On Monday, March 1, 1965, the defendant was arrested at his home without a warrant and was incarcerated in the Dade County Jail where he was interrogated. Defendant was never taken before a committing magistrate.

He was identified by a prosecution witness (Loy Diehl) at a line-up which was held at the County Jail on March 2, 1965.

On March 10, 1965, after defendant had filed a petition for writ of habeas corpus, the State filed an information charging him with robbery.

At the trial, the case for the prosecution consisted of the testimony of Loy Diehl (the operator of the store that was robbed) and his son, Ronald, and their identification of the defendant; the testimony of the law enforcement officer who had ordered the defendant’s arrest and had conducted the line-ups; and the testimony of the officer who had made the initial investigation.

*513Appellant has presented two points as follows:

“Point I. Whether the defendant’s detention for ten days, upon an arrest without a warrant, and without his being- taken before a magistrate, while incriminating evidence was gathered against him from repeated lineups, amounted to a denial of due process of law pursuant to the Florida Constitution, Section 12, Declaration of Rights [F.S.A.] and United States Constitution, Fourteenth Amendment.
“Point II. Whether there was insufficient evidence to support the verdict.”

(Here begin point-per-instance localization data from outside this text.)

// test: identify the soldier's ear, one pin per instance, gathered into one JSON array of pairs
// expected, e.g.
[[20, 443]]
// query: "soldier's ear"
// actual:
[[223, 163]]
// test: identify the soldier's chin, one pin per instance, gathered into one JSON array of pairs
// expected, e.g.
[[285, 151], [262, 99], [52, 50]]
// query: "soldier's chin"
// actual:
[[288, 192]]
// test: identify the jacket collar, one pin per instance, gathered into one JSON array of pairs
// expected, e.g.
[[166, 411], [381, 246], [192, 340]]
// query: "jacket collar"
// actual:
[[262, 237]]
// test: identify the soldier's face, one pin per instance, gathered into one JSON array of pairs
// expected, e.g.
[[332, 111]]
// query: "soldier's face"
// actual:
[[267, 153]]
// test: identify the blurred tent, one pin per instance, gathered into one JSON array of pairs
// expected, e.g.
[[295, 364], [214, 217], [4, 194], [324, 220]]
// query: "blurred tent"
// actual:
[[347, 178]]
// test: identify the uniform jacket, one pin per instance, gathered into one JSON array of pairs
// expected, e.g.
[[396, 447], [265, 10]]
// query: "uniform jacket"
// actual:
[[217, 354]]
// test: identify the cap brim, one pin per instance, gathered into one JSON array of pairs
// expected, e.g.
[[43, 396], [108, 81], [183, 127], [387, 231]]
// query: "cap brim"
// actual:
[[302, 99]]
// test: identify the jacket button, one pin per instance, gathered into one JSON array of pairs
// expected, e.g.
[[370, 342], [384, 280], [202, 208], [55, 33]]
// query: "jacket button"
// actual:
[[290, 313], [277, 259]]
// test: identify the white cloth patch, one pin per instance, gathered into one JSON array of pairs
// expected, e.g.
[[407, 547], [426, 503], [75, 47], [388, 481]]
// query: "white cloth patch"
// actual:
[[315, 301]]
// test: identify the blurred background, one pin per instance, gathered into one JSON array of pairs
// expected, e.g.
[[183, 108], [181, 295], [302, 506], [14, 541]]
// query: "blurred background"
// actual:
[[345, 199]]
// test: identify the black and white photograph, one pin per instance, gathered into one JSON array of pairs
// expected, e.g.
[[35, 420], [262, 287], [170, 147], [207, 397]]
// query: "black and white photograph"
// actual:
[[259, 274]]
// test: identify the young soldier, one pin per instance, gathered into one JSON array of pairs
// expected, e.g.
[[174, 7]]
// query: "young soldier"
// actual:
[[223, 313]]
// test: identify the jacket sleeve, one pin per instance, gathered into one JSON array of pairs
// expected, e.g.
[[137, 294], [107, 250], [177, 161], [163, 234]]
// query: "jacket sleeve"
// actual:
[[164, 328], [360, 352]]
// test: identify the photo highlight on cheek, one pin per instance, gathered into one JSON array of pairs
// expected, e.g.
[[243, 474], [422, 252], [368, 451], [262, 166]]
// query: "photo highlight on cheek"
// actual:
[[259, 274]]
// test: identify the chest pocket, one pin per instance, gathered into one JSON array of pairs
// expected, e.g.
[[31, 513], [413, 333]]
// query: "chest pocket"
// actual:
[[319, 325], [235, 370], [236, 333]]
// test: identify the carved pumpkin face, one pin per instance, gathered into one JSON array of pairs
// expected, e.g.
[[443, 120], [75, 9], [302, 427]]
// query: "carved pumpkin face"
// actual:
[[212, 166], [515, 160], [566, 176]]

Appellant admits that the appellate courts of this State have frequently held that a defendant has not been denied due process of law where evidence has been obtained from him prior to a preliminary hearing. See Milton v. Cochran, Fla.1962, 147 So.2d 137; Montgomery v. State, Fla.1965, 176 So.2d 331.

Appellant urges that his case goes beyond the cases cited because the record demonstrates that the violation of Section 901.23,1 Fla.Stat.1963, F.S.A., resulted in a grave prejudice to him in his defense. It is urged that if the directions of the statute had been followed, the magistrate would have been required to release the defendant for lack of probable cause to retain the defendant in jail. It is pointed out that the evidence against the defendant was procured at the jail subsequent to the time at which the appellant would have been released if he had been taken before a magistrate. On this basis, appellant urges that reversal is required under the decisions of the Supreme Court of the United States in McNabb v. United States, 318 U.S. 332, 63 S.Ct. 608, 87 L.Ed. 819, and Watts v. State of Indiana, 338 U.S. 49, 69 S.Ct. 1347, 93 L.Ed. 1801. See also People v. Hamilton, 359 Mich. 410, 102 N.W.2d 738 (1960), and Vorhauer v. State, Del.1965, 212 A.2d 886.

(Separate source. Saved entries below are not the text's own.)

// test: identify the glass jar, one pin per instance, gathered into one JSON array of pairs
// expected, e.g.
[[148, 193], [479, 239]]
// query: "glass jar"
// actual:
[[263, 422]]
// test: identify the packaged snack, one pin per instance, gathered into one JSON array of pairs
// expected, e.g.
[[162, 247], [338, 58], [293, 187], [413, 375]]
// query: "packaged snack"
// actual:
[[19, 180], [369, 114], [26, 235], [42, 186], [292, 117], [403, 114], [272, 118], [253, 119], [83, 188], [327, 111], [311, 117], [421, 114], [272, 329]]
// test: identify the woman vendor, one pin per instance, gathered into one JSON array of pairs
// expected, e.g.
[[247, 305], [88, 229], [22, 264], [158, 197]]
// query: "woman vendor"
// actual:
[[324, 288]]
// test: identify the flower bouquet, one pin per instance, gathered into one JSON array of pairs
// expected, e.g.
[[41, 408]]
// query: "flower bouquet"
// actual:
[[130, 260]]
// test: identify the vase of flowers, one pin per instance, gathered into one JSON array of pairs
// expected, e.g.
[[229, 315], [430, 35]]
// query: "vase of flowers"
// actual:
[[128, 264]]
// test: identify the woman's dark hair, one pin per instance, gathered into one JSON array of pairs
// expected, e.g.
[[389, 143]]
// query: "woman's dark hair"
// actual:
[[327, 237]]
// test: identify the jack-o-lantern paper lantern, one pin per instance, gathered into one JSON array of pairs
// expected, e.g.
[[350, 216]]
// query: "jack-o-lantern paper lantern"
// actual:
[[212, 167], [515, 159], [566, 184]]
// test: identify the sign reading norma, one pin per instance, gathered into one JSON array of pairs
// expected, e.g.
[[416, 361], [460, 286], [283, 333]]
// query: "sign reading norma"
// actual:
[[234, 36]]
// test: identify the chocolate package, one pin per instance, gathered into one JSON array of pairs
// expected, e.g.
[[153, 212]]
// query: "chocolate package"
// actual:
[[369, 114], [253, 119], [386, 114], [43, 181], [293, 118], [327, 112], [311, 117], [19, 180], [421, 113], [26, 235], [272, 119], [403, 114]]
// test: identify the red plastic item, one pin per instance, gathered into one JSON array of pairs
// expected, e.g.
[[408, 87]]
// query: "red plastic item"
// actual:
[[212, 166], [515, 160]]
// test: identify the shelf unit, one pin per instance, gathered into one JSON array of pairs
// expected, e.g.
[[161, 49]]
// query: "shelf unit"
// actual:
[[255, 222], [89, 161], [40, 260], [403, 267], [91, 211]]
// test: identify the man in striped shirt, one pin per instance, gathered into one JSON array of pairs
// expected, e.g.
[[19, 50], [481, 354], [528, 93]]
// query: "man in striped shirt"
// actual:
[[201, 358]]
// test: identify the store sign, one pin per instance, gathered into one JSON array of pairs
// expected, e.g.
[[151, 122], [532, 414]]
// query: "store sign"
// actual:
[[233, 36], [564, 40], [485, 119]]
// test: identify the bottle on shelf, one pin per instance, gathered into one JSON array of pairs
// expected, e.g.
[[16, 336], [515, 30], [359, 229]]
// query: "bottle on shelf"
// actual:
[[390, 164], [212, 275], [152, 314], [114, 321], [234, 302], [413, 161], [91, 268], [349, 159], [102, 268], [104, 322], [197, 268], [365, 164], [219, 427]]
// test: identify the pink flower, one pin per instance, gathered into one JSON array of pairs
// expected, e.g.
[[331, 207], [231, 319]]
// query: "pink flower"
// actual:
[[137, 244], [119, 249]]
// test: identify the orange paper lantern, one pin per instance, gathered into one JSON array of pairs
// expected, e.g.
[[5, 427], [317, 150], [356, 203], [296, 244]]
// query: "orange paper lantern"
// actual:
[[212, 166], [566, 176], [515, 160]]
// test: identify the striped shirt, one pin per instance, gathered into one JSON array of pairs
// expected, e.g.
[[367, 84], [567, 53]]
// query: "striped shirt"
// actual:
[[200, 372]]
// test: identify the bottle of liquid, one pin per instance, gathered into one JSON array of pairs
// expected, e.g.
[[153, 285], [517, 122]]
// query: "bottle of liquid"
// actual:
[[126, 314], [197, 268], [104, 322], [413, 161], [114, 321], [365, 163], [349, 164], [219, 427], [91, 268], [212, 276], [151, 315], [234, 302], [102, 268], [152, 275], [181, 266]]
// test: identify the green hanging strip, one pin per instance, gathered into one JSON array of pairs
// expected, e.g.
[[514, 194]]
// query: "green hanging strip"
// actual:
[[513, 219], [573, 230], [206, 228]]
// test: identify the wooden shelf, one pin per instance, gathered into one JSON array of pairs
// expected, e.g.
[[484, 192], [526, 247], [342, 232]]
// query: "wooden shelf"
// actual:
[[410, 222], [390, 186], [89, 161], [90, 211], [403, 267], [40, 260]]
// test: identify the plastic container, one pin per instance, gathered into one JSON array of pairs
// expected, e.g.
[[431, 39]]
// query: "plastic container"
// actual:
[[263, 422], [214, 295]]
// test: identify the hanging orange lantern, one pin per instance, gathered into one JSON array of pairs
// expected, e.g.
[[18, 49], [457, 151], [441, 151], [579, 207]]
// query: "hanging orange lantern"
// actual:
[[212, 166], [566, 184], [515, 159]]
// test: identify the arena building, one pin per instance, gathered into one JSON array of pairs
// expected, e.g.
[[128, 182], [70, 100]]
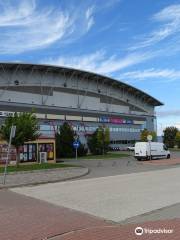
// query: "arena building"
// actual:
[[84, 99]]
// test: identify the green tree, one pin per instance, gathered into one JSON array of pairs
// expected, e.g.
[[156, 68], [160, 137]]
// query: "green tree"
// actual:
[[98, 143], [177, 139], [145, 133], [169, 136], [64, 141], [26, 130]]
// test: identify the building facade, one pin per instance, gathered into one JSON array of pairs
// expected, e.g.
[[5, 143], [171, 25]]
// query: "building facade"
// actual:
[[84, 99]]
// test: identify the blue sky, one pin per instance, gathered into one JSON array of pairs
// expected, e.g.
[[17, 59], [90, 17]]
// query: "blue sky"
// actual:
[[134, 41]]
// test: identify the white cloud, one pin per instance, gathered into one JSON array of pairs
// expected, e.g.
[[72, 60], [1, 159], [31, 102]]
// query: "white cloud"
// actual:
[[169, 20], [24, 26], [99, 62], [165, 75], [89, 17]]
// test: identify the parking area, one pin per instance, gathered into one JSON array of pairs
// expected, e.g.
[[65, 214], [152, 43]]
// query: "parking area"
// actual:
[[112, 167], [114, 198]]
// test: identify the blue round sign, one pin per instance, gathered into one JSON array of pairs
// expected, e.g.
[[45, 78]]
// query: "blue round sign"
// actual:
[[76, 144]]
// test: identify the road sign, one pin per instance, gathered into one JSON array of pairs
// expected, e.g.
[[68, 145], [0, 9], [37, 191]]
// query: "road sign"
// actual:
[[13, 131], [149, 137], [76, 144]]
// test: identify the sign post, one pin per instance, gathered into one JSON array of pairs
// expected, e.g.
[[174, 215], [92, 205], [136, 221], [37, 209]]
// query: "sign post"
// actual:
[[76, 145], [12, 135], [149, 138]]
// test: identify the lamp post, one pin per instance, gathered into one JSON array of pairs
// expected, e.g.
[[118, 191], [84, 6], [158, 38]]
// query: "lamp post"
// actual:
[[149, 138], [12, 135]]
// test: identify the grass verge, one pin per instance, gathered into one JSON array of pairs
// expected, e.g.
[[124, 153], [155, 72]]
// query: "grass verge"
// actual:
[[35, 166]]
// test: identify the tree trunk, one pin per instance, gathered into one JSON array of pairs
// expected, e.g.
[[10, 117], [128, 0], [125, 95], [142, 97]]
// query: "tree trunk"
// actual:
[[17, 156]]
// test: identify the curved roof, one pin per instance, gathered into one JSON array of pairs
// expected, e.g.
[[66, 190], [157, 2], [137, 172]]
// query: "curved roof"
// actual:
[[79, 72]]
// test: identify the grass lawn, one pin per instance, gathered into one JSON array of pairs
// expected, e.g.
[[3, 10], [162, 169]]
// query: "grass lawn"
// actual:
[[110, 155], [35, 166]]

Appellant’s point appears to have been decided against him by our opinion in Shea v. State, Fla.App.1964, 167 So.2d 796. See also DiBona v. State, Fla.App.1960, 121 So.2d 192. We therefore adhere to our prior opinion on this point.

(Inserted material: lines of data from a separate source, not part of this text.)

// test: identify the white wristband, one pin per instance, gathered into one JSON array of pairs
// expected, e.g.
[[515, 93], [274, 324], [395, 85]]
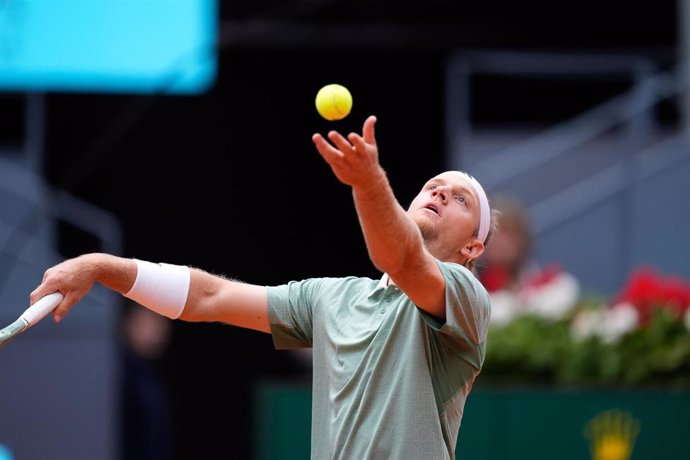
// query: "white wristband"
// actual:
[[162, 288]]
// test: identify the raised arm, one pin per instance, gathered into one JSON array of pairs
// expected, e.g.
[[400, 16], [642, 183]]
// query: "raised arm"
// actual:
[[393, 239], [208, 297]]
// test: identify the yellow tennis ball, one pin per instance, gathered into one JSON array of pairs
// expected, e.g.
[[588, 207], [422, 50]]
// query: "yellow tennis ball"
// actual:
[[334, 102]]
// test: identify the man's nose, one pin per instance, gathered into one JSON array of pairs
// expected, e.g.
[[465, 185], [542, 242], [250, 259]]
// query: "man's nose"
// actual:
[[441, 192]]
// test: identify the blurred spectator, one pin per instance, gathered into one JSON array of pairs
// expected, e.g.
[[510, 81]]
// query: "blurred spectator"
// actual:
[[515, 280], [146, 412]]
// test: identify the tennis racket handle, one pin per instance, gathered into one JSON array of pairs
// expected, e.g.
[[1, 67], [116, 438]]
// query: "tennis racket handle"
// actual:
[[41, 308]]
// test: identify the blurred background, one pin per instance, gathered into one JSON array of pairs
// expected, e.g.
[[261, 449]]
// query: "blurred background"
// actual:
[[180, 131]]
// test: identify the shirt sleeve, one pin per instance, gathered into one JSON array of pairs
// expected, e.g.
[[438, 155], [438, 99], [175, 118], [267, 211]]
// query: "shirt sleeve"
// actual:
[[290, 314], [468, 308]]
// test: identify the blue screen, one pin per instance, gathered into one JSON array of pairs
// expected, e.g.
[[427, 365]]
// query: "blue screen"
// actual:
[[133, 46]]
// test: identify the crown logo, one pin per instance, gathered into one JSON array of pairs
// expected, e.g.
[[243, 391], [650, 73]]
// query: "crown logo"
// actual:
[[612, 435]]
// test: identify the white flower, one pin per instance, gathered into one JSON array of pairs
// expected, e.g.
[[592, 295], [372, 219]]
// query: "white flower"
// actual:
[[618, 321], [555, 299], [504, 307], [609, 324]]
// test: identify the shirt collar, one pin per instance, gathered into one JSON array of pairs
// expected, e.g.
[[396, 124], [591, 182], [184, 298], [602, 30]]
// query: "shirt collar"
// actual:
[[383, 283]]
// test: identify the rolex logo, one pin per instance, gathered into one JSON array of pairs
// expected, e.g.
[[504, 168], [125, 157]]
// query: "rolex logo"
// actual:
[[611, 435]]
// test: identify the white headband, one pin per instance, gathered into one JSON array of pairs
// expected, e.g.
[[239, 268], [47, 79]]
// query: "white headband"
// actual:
[[485, 210]]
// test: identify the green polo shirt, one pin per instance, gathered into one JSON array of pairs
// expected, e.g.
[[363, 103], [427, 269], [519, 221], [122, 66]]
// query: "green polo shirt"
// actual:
[[389, 381]]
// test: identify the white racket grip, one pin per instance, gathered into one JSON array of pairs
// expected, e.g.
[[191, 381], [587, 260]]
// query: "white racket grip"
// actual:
[[41, 308]]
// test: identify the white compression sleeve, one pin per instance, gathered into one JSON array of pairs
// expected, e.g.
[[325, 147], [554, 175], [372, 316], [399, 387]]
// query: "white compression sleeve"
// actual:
[[162, 288]]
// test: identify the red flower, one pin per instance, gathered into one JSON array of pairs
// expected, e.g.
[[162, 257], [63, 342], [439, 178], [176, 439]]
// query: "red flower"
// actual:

Appellant’s Point II is without merit once it is determined that the evidence obtained at the line-up was admissible.

Affirmed.

. Section 901.23, Fla.Stat.1963, F.S.A., provides:

Duty of officer after arrest without warrant. — An officer who has arrested a person without a warrant, shall without unnecessary delay take the person arrested before the nearest or most accessible magistrate in the county in which the arrest occurs, having jurisdiction, and shall make before the magistrate a complaint, which shall set forth the facts showing the offense for which the person was arrested; or, if that magistrate is absent or unable to act, before the nearest or most accessible magistrate in the same county.